The election also marked the marginalization of the Shiite clerical institutions based in Najaf both because the grand ayatollahs adopted a lower profile and because many candidates realized that endorsement by masters of the turban may prove a kiss of death in politics.
The Kurdish parties, still enjoying control of more seats than warranted by the demographic strength of the Kurdish community, emerge with more or less the same profile as before. This means that they would continue to play a key role in the formation of the next government. That could be a positive thing if the aim is to prevent wild swings of the pendulum. But it could also be negative if the Kurds let themselves be tempted by sectarian gains at the expense of broader national interests.
The ruling mullahs in Tehran had hoped that the election would turn out to be a referendum on American military presence in Iraq.
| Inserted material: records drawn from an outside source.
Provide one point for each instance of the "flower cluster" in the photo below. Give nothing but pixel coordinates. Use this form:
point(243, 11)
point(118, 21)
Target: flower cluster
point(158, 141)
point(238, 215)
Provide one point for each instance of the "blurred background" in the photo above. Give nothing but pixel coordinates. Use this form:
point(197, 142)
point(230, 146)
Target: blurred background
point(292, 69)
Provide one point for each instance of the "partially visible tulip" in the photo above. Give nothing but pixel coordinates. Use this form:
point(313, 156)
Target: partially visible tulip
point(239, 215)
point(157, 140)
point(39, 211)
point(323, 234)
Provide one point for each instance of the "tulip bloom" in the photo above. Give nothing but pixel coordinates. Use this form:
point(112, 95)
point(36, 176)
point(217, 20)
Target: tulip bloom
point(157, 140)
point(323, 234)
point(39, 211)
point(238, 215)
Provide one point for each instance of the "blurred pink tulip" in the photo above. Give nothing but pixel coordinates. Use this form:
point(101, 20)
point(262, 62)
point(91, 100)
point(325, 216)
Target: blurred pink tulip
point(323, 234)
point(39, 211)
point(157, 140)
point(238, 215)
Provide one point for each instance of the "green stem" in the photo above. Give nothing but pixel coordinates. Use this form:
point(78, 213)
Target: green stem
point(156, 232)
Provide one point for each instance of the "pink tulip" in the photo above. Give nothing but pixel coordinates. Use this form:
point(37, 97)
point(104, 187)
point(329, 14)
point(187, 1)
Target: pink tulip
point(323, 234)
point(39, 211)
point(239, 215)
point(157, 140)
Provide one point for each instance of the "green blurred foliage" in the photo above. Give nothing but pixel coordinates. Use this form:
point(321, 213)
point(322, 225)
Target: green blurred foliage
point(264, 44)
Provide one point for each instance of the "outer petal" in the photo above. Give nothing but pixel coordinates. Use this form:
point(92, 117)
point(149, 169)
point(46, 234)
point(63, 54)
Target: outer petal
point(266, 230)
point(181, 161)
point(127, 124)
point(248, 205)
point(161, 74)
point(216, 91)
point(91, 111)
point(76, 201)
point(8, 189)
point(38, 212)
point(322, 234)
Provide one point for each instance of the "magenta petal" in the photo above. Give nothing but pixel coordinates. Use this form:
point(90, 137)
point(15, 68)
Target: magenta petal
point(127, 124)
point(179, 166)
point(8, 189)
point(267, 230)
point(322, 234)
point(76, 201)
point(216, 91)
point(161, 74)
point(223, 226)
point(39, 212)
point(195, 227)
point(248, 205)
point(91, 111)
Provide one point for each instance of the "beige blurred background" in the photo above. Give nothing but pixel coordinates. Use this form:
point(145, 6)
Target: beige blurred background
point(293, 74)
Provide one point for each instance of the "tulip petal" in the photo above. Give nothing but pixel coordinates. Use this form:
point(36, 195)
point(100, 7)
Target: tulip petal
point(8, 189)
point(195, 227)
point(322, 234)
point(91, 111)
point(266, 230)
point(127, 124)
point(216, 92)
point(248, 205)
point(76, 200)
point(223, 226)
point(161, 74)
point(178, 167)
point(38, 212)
That didn't happen, as the Iraqi political elite preferred to focus on the need for foreign military presence in all its forms be ended. The 2,500 US troops still in Iraq could be withdrawn at any moment under the status of forces mechanism in place since 2008. The same could not be said about the Iran's proxy units in Iraq that include many dual-nationals at all levels including their high command.
Last week, the Tehran media labelled the Iraqi election as "the first test for Gen. Esmail Qa'ani" the lackluster bureaucrat who has replaced the bombastic Soleimani.
Well, Qa'ani emerges as the loser that he deserves to be. As for Soleimani, who died in Baghdad, his ghost now witnesses a second death in Iraq, this time of Soleimanism.
Amir Taheri was the executive editor-in-chief of the daily Kayhan in Iran from 1972 to 1979. He has worked at or written for innumerable publications, published eleven books, and has been a columnist for Asharq Al-Awsat since 1987.